Itulah tempat tersembunyi Pecahan Keenam Mata Jiwa Mahesa, dijaga oleh sosok yang sudah lama meninggalkan bentuk manusianya—Ajisaka Ruhmaya, murid kelima Mahesa, yang dulu bersumpah menjaga keheningan laut… meski tubuhnya tak lagi utuh.
Perjalanan Satria, Kiara, dan Bagas ke Laut Pasai. Dengan perahu kecil, mereka menyeberangi ombak sunyi yang anehnya tak berbuih. Kiara duduk bersila di haluan, menutup mata dan mendengarkan getar ombak.
“Laut ini seperti menyimpan janji yang tak ditepati…” gumamnya.
Bagas menengok ke bawah.
“Airnya tidak memantulkan cahaya, tapi memakan bayangan.”
Satria hanya menggenggam kelima pecahan yang telah dikumpulkannya. Di ujung jari-jarinya, ia merasakan hawa panas, dingin, hening, dan sakit—satu demi satu emosi Mahesa.

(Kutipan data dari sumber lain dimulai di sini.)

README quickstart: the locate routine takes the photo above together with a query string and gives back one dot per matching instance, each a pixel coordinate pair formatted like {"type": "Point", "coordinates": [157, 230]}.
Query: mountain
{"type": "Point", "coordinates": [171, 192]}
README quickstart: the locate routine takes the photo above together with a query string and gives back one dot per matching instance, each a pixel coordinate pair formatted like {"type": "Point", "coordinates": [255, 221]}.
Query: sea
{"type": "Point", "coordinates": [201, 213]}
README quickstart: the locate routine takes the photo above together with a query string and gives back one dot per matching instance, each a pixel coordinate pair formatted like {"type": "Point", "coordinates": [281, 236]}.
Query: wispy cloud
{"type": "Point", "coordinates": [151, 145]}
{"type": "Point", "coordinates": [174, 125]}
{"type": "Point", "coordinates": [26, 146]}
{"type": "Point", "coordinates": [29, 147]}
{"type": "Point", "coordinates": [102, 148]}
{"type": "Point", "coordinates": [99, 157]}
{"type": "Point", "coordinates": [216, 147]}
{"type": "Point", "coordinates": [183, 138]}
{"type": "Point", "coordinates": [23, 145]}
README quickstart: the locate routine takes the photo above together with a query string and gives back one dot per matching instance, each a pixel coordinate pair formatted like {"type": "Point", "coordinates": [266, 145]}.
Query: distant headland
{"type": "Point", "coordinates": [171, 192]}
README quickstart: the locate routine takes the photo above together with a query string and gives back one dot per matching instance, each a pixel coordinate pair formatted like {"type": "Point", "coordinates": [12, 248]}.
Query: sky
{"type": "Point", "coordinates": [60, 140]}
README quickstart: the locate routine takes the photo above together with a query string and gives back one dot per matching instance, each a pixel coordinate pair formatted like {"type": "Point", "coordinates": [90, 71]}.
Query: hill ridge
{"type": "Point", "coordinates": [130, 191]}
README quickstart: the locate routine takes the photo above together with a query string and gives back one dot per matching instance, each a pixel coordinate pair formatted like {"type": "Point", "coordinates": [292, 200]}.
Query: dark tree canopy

“Tinggal dua lagi…” katanya.
“Dan aku makin tak tahu… apakah kita sedang menyelamatkan dunia, atau membangkitkan sesuatu yang tak seharusnya hidup kembali.”
Penyelaman. Masuk ke Dunia Tanpa Arah. Mereka menyelam. Tak ada arus. Tak ada suara. Di kedalaman 100 tombak, warna biru berubah menjadi hitam. Di 500 tombak, gravitasi mulai hilang—mereka mengambang tanpa kendali. Dan di 700 tombak… mereka tiba.
Kolam itu tampak seperti cermin bundar. Tidak dalam. Tapi siapa pun yang menyentuhnya… masuk ke dalam dirinya sendiri. Dan benar saja. Saat Satria menyentuh permukaannya… ia tersedot ke dalam.
Di Dalam Kolam. Pertemuan dengan Ruhmaya. Satria tiba di dunia yang tak memiliki daratan. Ia mengambang dalam air, namun bisa bernapas. Di sekitarnya, mengelilingi, adalah bayangan-bayangan dirinya; Satria yang membiarkan ayahnya mati…Satria yang menjadi penguasa kejam…Satria yang menyerah sebelum berjuang…Satria… yang mencintai Shinta tapi mengkhianatinya…
Tiba-tiba, dari tengah pusaran, muncul Ajisaka Ruhmaya. Tubuhnya tak utuh. Separuh dada dan wajahnya adalah air yang membeku, dan bagian lainnya seperti cangkang tiram raksasa.
“Kenapa kau datang?” suara Ruhmaya terdengar seperti seribu gelembung yang pecah.
“Aku ingin menyelesaikan apa yang dimulai Mahesa. Aku ingin menjaga keseimbangan,” jawab Satria.
“Keseimbangan?” Ruhmaya tertawa pelan.
“Mahesa memecahkan jiwanya bukan untuk menjaga dunia. Tapi… karena ia takut pada dirinya sendiri.”
“Itu sebabnya aku harus menyatukannya kembali. Agar tidak lagi jadi bom waktu.”
Ruhmaya mendekat, dan berkata lirih:
“Maka ucapkan sumpah ini: Jika kau mengumpulkan ketujuh pecahan… kau rela mengorbankan siapa pun—bahkan orang yang kau cintai—demi dunia.”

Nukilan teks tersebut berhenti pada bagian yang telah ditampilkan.